Обошлось – за борт Лариона не швырнули. Диковинная дружба, связавшая их с чудищем во время полёта над морем, продолжалась. Навещая Лули, молодой имперец с усмешкой рассказывал: «Страшен, конечно, и силён как демон, но по нраву – сама простота!.. Будет подкрадываться – цыкни, топни ножкой, сделай строгое лицо и говори: «Фу! нельзя! плохая собака!» А на ласку он отзывчив. Только током бьётся иногда…»
«Как – током?»
«Слабо, как электрофорная машина. Где Мосех это диво дивное выкопал?.. Но я бы такого заиметь не отказался! Телохранитель на всю жизнь…»
Несмотря на обнадёживающие речи Лариона, при мысли о неимоверном брате жреца у Лули холодело сердце. Что это за мир, где живут такие твари?..
«В точности, как школьный поп учил – на севере царь тьмы, на дальнем севере, на другой стороне Мира, и чем ближе к нему, тем кругом чуднее и ужаснее, пока не перейдёшь порог – оттуда уже нет обратного пути…»
Так вышло – Ларион был последней частицей прежней жизни, которую Лули боялась потерять. Зачем он сошёлся с Мосехом, что их объединяло – оставалось тайной, но ей Ларион молчаливо сочувствовал и старался хоть что-то сделать для неё, во всяком случае – не оставлять её в одиночестве. Ему это удавалось, хотя видно было – его самого что-то гнетёт и гложет, порою заставляет уходить в себя.
После смены наряда оказалось – худоба Лариона обманчива. Раздетый по пояс, он предстал сухим и жилистым, словно цирковой акробат, а в проворстве, пожалуй, превосходил неспешного Мосеха с его налитым силой светло-бронзовым телом.
Лишение вейского зелья шло на пользу Лариону – он злился, но лицо просветлилось, ушли синеватые тени, лежавшие вокруг глаз, губы стали розовей и ярче, даже щёки появились. Совсем недурен собой, особенно хороши кофейные глаза и сдержанная, тонкая улыбка…
– А если брат меня укусит?.. – пролепетала она, взглянув в сторону каюты.
– Не зли его.
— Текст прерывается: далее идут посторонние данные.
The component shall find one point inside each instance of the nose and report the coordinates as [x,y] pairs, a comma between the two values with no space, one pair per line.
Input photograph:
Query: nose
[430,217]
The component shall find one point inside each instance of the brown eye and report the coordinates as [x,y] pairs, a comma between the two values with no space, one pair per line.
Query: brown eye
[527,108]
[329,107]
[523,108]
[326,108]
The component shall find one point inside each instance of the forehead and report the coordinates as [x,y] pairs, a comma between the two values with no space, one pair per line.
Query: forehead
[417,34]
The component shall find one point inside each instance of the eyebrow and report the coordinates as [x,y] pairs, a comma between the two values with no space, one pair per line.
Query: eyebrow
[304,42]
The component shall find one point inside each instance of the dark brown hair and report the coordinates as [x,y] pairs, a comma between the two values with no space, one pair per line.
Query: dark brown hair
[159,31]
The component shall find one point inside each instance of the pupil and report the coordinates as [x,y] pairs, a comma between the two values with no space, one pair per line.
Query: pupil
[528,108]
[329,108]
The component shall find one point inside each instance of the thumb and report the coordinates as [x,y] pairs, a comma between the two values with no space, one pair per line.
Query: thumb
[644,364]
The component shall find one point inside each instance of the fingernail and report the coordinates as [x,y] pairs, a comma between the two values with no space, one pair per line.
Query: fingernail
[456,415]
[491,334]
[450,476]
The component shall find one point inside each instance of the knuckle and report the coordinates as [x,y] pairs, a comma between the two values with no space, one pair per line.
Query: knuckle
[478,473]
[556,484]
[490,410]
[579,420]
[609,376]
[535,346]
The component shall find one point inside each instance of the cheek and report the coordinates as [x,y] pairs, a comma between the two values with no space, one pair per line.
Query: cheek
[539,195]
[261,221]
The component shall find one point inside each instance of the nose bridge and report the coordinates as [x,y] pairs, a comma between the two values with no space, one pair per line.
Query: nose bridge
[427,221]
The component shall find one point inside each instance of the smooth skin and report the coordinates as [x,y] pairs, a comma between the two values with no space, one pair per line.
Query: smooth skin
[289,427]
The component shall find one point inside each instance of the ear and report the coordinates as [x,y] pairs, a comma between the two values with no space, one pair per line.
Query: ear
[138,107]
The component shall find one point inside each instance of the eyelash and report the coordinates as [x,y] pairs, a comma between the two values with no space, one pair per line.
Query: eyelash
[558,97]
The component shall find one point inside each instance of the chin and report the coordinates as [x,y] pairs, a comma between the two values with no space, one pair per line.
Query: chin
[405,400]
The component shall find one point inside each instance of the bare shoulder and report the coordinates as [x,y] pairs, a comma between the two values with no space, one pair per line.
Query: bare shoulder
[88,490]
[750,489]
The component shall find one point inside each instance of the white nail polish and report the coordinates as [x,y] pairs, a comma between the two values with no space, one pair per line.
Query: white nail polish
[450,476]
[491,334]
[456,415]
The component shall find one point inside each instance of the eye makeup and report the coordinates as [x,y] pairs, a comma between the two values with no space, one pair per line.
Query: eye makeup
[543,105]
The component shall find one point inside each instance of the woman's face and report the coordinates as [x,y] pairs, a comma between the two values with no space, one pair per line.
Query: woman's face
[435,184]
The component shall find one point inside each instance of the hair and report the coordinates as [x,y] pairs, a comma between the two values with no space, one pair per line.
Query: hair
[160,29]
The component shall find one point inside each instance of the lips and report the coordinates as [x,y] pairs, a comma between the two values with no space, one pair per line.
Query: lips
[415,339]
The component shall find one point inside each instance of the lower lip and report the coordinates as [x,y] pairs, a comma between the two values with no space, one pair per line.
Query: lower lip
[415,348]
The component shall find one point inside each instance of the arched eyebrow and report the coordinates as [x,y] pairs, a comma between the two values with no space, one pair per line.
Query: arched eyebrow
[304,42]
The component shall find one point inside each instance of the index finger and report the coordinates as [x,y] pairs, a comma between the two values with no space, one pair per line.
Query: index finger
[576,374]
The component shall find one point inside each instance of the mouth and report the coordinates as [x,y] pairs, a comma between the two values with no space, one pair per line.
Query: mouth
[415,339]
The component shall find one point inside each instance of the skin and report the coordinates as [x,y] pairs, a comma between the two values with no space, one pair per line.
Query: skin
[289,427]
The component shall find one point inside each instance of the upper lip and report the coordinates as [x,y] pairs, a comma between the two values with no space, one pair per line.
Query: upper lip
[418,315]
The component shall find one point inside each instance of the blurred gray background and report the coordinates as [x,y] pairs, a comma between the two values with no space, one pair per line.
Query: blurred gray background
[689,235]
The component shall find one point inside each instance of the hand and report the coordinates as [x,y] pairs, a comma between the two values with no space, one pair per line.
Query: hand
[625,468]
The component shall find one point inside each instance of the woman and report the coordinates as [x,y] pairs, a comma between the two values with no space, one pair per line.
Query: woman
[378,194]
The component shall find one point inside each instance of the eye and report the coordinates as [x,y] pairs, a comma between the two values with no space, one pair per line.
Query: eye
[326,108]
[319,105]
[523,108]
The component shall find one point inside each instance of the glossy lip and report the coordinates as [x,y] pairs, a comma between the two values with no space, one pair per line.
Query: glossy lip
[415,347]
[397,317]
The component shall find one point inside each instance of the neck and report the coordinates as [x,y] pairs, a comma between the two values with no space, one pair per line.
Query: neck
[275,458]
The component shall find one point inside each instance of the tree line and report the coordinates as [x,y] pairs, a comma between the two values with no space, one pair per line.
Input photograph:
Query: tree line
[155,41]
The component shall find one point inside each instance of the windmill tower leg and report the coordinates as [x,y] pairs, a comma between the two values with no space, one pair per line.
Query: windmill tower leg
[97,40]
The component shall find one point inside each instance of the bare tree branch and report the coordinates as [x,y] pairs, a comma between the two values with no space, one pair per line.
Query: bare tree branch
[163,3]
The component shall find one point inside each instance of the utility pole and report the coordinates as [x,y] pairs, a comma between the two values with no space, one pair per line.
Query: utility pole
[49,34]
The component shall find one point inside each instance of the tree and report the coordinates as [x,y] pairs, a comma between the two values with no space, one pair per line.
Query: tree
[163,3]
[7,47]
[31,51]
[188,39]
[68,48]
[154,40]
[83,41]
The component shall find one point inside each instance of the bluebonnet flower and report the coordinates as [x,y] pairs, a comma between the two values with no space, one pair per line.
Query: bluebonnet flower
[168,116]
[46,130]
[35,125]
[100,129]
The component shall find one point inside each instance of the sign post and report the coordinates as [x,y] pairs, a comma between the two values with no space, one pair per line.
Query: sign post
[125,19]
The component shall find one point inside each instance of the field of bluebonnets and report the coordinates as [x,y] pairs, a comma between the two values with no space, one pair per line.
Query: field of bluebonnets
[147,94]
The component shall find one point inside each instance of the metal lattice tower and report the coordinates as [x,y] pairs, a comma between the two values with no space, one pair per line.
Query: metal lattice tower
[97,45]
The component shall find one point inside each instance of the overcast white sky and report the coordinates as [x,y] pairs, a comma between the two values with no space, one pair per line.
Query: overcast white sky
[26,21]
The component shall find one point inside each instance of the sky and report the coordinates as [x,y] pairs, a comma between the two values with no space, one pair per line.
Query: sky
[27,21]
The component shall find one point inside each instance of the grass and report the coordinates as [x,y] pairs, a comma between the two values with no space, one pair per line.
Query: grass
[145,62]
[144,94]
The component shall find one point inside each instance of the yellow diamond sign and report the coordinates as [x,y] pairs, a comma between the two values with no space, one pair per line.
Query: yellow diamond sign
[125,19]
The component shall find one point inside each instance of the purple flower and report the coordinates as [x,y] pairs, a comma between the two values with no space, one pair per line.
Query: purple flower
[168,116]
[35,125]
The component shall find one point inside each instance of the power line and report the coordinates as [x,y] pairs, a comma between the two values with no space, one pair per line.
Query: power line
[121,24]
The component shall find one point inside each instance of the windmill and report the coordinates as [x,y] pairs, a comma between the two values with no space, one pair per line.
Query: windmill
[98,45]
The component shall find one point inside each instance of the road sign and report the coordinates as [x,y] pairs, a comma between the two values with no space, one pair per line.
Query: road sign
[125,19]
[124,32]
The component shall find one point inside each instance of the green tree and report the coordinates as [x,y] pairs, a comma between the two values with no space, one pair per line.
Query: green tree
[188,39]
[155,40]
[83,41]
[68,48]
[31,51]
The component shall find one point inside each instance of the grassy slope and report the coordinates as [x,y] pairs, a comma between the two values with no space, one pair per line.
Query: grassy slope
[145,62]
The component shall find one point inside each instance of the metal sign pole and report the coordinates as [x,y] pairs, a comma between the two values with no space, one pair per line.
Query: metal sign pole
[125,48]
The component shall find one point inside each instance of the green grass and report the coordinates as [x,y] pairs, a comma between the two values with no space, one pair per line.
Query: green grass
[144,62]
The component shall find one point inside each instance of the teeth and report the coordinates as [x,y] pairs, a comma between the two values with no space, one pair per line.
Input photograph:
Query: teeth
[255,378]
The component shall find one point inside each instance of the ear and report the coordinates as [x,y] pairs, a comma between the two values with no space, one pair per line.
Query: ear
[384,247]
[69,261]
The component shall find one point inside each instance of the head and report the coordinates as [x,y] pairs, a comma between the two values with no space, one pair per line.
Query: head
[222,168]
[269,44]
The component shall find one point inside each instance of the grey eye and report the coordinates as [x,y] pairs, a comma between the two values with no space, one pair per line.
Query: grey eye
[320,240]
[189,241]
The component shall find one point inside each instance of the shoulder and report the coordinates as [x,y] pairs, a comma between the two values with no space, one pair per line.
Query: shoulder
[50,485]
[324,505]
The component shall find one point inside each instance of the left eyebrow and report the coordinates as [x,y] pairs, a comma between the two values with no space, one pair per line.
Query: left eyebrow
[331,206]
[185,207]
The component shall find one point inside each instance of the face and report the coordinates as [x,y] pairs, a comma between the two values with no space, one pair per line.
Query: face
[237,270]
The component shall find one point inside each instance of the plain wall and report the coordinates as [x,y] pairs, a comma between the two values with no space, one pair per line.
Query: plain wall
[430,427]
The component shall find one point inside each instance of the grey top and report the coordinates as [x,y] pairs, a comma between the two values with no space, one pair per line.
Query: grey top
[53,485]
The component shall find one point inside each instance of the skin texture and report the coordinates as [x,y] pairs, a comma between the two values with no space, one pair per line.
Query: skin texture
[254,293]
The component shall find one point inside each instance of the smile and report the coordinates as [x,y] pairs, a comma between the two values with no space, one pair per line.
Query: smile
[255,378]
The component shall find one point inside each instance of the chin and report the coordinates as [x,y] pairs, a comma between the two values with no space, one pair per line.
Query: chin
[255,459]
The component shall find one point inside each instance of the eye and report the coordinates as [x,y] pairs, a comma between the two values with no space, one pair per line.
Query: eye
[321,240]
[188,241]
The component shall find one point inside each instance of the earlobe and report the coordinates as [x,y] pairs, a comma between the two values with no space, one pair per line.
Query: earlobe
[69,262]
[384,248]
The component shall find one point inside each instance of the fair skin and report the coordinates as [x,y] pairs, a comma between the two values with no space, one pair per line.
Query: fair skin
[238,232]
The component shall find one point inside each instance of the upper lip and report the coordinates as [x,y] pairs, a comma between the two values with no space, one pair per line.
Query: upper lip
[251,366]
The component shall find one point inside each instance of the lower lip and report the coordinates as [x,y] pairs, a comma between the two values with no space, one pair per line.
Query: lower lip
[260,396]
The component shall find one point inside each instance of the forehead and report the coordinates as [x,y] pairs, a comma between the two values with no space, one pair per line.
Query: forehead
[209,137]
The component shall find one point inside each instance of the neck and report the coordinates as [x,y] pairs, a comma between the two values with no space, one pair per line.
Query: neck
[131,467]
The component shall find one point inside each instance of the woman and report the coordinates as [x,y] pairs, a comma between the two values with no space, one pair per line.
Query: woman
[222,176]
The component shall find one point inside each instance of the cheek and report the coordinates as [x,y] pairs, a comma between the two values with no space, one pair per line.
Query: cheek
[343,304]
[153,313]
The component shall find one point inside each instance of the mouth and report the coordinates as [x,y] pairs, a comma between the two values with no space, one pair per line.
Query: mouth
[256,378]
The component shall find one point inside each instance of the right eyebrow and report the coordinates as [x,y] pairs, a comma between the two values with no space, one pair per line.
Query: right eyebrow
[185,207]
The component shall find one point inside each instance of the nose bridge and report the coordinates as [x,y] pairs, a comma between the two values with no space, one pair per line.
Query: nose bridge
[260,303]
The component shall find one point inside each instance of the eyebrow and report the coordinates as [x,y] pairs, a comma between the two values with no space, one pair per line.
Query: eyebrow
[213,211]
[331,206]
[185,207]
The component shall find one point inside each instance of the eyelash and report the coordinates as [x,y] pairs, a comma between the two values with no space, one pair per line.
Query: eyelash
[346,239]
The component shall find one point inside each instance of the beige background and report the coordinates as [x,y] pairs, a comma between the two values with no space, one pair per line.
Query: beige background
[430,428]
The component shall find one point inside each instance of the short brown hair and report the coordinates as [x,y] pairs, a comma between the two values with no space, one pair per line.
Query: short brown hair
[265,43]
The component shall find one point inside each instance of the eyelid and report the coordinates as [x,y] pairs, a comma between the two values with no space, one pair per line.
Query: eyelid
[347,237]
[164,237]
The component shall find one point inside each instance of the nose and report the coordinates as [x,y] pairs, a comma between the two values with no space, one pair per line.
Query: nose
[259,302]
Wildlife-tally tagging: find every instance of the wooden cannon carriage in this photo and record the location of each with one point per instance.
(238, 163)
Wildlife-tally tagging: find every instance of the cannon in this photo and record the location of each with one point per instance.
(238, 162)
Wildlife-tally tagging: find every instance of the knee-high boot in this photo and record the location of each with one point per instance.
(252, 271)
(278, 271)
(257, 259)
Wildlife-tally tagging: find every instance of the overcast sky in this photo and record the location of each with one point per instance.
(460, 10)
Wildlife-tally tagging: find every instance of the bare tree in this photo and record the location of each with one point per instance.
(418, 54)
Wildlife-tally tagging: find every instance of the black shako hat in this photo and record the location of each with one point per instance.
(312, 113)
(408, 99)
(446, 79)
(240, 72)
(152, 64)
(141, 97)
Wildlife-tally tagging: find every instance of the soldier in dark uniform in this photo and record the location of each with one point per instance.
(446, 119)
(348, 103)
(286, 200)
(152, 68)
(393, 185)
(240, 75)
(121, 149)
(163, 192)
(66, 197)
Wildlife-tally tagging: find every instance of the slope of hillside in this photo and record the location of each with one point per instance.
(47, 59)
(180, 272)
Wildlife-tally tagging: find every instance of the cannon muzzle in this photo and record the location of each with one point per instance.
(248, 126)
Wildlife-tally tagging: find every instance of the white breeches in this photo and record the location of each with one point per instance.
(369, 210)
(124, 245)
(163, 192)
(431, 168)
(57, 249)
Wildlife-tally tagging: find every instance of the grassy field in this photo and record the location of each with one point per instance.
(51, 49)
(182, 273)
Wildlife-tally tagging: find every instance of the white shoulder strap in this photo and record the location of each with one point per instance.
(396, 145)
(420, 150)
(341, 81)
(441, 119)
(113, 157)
Брат знает, что дозволено, – веско молвил Мосех. – И вообще, он хранит покой храмовой крепости, ему недосуг отвлекаться на пустые шалости.
Жалобным взором Лули посмотрела поверх Мосеха на Лариона – тот пожал плечами: «Кто знает?.. Это скотина неопределённая!»
– Ларион, передай мне фиников.
– Лули, чему я тебя учил?.. Твой ранг и его ранг различны, он не обязан исполнять твои слова. Повтори-ка это моему слуге.